Data Engineering Flashcards
Amazon Kinesis Data Streams
Collect and store streaming data in real-time
1. Retention up to 365 days (can’t be deleted until it expires)
2. Data ordering guarantee
Kinesis Data Streams - Capacity Modes
Provisioned mode
- Choose number of shards
- Each shard gets 1000 records per second
- Scale manually
- Pay per shard provisioned per hour
On demand mode:
- Default capacity provisiones (4000 records per second)
- Scale based on observed throughput peaks
- Pay per stream per hour & data in/out
Amazon Data Firehose - AWS Destinations
- Amazon S3: Supports compression
- Amazon Redshift (copy through S3)
- Amazon OpenSearch
Amazon Data Firehose
- Receive records (up to 1MB) from producers
- Can make data transformation with Lambda functions
- Batch writes to destinations based on buffer time and size, Near Real Time
- All or failed data can be backup in S3
Firehose Buffer Sizing
Firehose accumulates records in a buffer and is flushed based on time and size rules
Amazon Managed Service for Apache Flink
Framework for processing data streams.

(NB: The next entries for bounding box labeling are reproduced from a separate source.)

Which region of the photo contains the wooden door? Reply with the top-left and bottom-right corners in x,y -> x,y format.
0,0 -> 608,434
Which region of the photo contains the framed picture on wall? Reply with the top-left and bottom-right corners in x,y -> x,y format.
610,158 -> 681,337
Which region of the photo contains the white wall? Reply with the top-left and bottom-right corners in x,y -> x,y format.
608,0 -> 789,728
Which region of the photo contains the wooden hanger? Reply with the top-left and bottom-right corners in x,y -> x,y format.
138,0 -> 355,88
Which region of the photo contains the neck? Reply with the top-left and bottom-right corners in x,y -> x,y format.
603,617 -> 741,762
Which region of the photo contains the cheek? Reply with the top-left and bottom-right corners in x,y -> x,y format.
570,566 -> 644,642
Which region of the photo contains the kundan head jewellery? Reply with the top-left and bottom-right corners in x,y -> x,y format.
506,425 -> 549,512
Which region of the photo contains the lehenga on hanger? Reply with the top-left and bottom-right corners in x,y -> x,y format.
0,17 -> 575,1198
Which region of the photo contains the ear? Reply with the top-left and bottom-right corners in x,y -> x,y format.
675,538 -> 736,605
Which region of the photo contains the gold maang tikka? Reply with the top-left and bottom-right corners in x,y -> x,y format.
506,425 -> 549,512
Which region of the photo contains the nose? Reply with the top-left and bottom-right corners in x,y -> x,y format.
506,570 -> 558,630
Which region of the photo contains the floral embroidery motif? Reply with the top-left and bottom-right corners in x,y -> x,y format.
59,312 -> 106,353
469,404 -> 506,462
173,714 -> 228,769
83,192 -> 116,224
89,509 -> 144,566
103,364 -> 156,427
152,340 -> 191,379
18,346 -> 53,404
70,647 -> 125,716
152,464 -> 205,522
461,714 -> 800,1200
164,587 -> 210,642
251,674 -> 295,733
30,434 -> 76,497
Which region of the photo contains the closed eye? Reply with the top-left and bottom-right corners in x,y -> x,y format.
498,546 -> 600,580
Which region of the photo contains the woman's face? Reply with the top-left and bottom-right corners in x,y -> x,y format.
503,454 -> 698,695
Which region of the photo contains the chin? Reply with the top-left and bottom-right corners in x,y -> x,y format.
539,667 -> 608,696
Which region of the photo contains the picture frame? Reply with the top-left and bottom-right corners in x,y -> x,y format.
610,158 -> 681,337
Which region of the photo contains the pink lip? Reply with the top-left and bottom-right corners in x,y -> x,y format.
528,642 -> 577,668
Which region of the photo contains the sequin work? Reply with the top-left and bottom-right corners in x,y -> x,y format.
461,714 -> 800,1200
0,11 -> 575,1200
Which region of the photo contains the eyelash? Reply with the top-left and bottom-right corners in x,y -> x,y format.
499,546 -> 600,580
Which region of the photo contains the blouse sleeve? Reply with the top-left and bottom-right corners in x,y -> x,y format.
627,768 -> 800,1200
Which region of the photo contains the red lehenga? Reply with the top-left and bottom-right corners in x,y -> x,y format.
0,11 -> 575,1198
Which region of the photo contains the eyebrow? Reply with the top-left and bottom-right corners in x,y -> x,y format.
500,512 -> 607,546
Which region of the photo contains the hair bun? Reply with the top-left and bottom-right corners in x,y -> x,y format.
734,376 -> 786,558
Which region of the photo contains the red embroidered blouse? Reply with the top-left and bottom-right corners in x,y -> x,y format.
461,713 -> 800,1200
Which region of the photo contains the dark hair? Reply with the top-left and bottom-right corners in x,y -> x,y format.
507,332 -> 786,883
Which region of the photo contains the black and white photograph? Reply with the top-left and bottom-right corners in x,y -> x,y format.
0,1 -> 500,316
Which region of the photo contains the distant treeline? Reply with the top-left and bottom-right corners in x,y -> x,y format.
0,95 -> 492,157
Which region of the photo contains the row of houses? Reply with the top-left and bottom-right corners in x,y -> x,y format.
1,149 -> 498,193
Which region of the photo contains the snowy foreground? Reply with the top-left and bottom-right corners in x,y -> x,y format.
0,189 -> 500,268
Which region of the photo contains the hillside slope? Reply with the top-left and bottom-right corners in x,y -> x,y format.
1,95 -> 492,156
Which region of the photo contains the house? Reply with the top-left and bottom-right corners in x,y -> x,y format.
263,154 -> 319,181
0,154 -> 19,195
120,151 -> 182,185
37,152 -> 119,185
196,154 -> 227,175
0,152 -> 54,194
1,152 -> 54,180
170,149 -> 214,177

Can’t read from Amazon Data Firehose.
Amazon Managed Streaming For Apache Kafka
Amazon MSK creates & manages Kafka brokers nodes.
* Deployed in your VPC, multi-AZ
* Data stores on EBS volumes
Kinesis Data Streams vs Amazon MSK
Kinesis Data Streams:
* 1 MB message size limit
* 12 months maximum retention
* Shard splitting and merging
Amazon MSK:
* Configure for bigger messages
* No retention limit
* Can only add partitions to a topic
AWS Batch
Run batch jobs as Docker images
AWS Batch - Multi node mode
Leverages multiple EC2 / ECS instances. One main node and multiple childs. Doesn’t work with Spot Instances.
Amazon Elastic MapReduce
EMR creates Hadoop clusters in a single AZ to analyze and process vast amount of data
EMR File System
EMRFS stores persistent data in Amazon S3 while providing data encryption
EMR node types
- Master node: Manage the cluster
- Core node: Run tasks and store data
- Task node: Justo to run tasks, usually uses spot
EMR instance configuration
- Uniform instance groups: select a single instance type and purchasing option for each node. Has auto scaling.
- Instance fleet: Select target capoacity, mix instance types and purchasing options. No auto scaling.
AWS Glue
Managed extract, transform and load service